Class name contains extra alternative class codes

zhumingcheng697 opened this issue · 2 comments

There are some cross-listed classes whose name field contains extra alternative class codes.

Example 1: https://nyu.a1liu.com/api/courses/ja2023/STS-UY

{
  "name": "| LA-UY 143 | PL-UY 2064 | STS-UY 2144 Ethics and Technology",
  "deptCourseId": "347",
  "subjectCode": "STS-UY"
}

Example 2: https://nyu.a1liu.com/api/courses/su2022/CS-GY

{
  "name": "| CS-UY 3083 Introduction to Databases",
  "deptCourseId": "608",
  "subjectCode": "CS-GY"
}

I am cleaning the class name by replacing matches to the following regex with an empty string in my client:

^(?:\| +[A-Z][A-Z0-9]+-[A-Z]{2,3} [0-9]+[A-Z0-9]* +)+

Basically, I am assuming that:

  • the “department segment” of the subject code will always match[A-Z][A-Z0-9]+
  • the “school segment” of the subject code will always match [A-Z]{2,3}
  • the “department segment” and “school segment” of the subject code are combined with a hyphen -
  • the department course id will always match [0-9]+[A-Z0-9]*
  • the subject code and department course id are combined with a single space
  • the class codes are separated by |

I have the intention of making this regex stricter so that there might be class names not cleaned up properly, but it is less likely for correct class names to be messed up incorrectly by the regex.
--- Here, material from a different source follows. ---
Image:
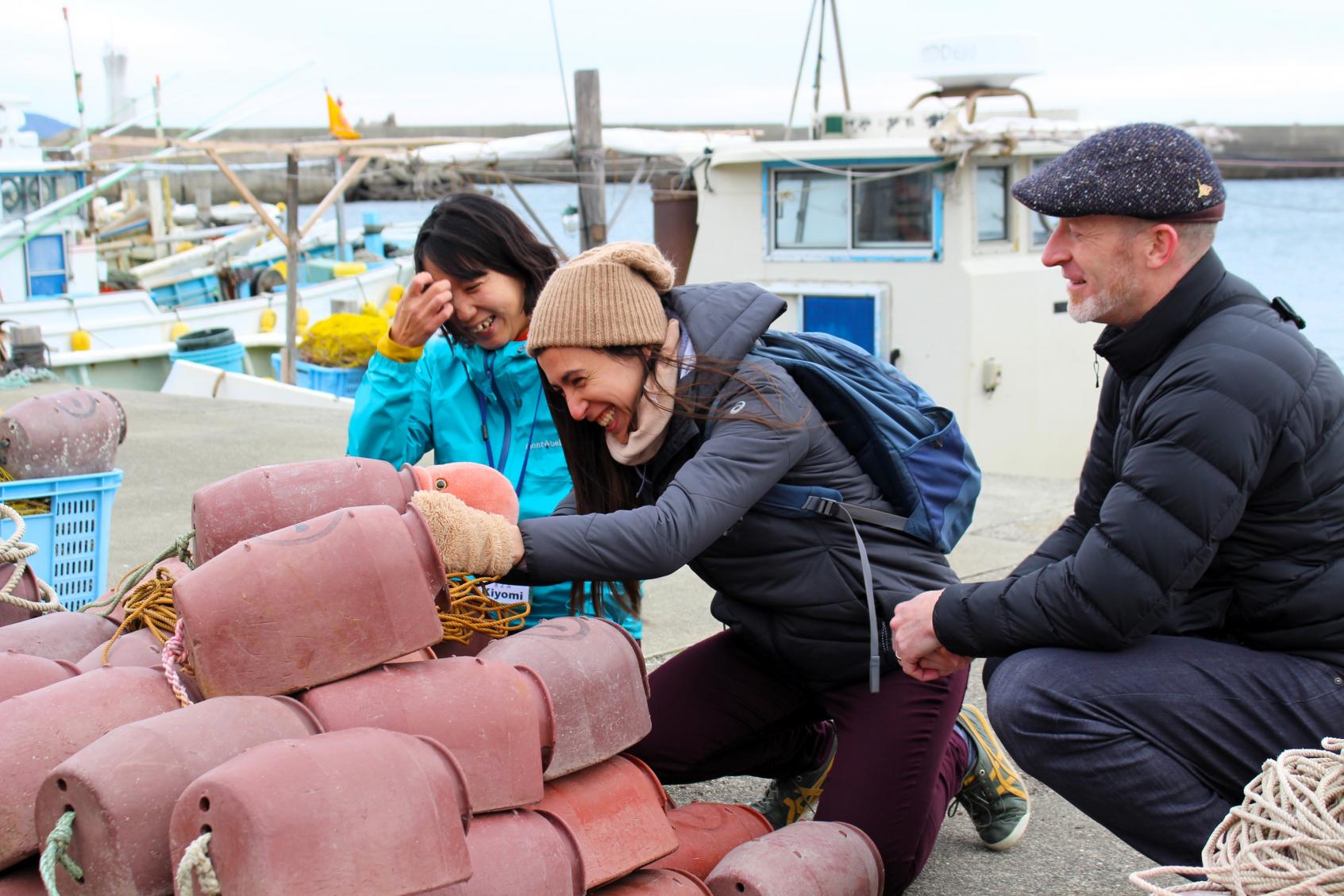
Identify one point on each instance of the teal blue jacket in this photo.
(465, 403)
I wonder what is you opinion on adding a similar clean up to the scraper?

A1Liu commented

Yeah, this is definitely a cleanup that should happen scraper-side. I'll investigate this further, since it looks like these are examples of cross-subject courses. For now, your Regex looks good, since it's doing a similar thing to what the scraper does when parsing the scraped source:

Screen Shot 2022-11-21 at 12 41 04 PM

A1Liu commented

The first example has been fixed, and the second example is in the process of being re-scraped. I'll be doing a full re-scrape of the entire DB to fix up the remainder of the semesters as well.